Last week I got contacted by Bob (he’s asked that I don’t share his full name for reasons which might become obvious).
Bob is 62 years old, retired, and recently relocated from Lancashire in the UK to live in Bedfordshire, to be closer to his children.
“On buying our house we obviously needed internet, and we selected TalkTalk to provide us with a phone line and broadband internet access,” says Bob.
Last Tuesday, a router and phone were installed at Bob’s home.
The following day, Bob contacted TalkTalk explaining that he had a problem connecting the router to his desktop computer. The issue was unable to be resolved during the support call.

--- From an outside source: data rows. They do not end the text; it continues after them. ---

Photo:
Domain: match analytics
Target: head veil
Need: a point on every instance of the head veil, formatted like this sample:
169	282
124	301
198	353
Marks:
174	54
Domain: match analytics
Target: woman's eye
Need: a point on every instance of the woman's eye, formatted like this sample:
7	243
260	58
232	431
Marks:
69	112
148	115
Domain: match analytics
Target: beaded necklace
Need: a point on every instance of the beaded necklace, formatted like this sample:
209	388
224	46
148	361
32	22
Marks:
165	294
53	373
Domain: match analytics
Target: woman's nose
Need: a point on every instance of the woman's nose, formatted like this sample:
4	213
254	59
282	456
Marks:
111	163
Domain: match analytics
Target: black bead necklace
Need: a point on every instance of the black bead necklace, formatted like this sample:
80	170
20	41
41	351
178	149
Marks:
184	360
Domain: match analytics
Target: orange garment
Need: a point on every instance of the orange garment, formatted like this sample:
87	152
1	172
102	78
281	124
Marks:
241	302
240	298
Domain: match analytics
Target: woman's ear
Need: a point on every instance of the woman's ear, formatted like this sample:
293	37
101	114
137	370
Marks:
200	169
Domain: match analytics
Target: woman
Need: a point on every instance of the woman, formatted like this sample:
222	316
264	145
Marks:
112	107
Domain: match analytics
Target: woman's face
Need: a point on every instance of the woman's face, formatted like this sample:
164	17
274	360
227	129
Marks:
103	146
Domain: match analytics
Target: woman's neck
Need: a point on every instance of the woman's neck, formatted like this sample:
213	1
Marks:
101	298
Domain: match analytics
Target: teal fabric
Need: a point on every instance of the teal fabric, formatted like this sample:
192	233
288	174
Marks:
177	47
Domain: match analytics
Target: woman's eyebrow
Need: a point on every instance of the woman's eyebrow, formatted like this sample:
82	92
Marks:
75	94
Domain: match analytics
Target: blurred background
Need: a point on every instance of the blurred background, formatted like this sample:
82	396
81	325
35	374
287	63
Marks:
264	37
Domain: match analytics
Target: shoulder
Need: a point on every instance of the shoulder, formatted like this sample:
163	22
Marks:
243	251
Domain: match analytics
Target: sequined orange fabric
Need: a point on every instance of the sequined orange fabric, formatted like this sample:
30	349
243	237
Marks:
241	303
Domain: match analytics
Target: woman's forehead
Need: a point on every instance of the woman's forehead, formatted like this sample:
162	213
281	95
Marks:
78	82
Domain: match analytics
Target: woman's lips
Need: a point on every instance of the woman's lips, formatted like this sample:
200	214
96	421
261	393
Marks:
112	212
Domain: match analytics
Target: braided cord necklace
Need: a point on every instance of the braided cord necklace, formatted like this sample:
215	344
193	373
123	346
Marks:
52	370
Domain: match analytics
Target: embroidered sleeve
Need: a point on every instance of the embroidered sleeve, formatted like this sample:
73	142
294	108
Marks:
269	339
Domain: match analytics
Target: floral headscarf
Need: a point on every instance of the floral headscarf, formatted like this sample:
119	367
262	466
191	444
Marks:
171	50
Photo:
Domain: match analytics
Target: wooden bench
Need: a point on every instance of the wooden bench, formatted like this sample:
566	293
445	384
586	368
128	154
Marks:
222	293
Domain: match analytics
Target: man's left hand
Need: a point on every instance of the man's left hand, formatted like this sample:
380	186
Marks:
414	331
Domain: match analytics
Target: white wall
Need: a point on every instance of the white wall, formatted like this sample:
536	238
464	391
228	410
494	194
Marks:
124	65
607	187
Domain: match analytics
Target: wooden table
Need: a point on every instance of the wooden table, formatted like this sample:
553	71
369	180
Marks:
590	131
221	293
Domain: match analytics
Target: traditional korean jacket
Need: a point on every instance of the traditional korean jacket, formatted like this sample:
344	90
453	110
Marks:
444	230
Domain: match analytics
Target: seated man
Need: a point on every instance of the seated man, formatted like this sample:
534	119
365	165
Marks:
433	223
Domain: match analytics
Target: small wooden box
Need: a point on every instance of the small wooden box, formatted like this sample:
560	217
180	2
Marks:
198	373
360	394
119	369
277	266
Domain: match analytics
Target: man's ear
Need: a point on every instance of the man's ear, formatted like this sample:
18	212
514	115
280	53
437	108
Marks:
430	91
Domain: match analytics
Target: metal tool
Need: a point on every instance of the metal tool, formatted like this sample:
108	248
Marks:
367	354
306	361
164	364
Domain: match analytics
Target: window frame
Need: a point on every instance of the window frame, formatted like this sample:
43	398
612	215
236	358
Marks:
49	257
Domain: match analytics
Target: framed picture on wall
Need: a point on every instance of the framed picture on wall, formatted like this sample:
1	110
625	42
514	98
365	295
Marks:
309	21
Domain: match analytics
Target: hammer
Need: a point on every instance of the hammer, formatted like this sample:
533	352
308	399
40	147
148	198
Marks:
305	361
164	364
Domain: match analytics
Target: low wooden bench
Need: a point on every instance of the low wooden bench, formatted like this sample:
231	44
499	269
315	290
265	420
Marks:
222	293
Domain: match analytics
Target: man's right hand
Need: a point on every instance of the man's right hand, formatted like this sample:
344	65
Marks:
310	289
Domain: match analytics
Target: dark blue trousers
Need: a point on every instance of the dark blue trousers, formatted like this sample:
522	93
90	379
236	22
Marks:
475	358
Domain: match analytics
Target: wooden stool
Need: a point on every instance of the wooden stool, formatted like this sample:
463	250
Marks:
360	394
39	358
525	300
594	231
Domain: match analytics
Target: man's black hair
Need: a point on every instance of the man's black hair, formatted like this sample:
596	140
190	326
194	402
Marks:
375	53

The very next day (Thursday), Bob was rung up by people claiming to be from TalkTalk, offering to help him fix his tech support problem.
“It all seemed very plausible,” Bob told me. “At their request, after some unsuccessful attempts to fix the issue, I gave them remote access to my iPad which was wirelessly connected to the TalkTalk line. Shortly afterwards, I became suspicious and ended the call. It then took almost 24 hours to confirm it was not TalkTalk as ‘their systems were down’.”
Bob has a very simple question: “How did the scammers know my brand new ex-directory phone number, which I had only just been given by TalkTalk, and hadn’t shared with anyone? Furthermore, how did they know I had a technical issue with TalkTalk (unless every TalkTalk customer has one?)”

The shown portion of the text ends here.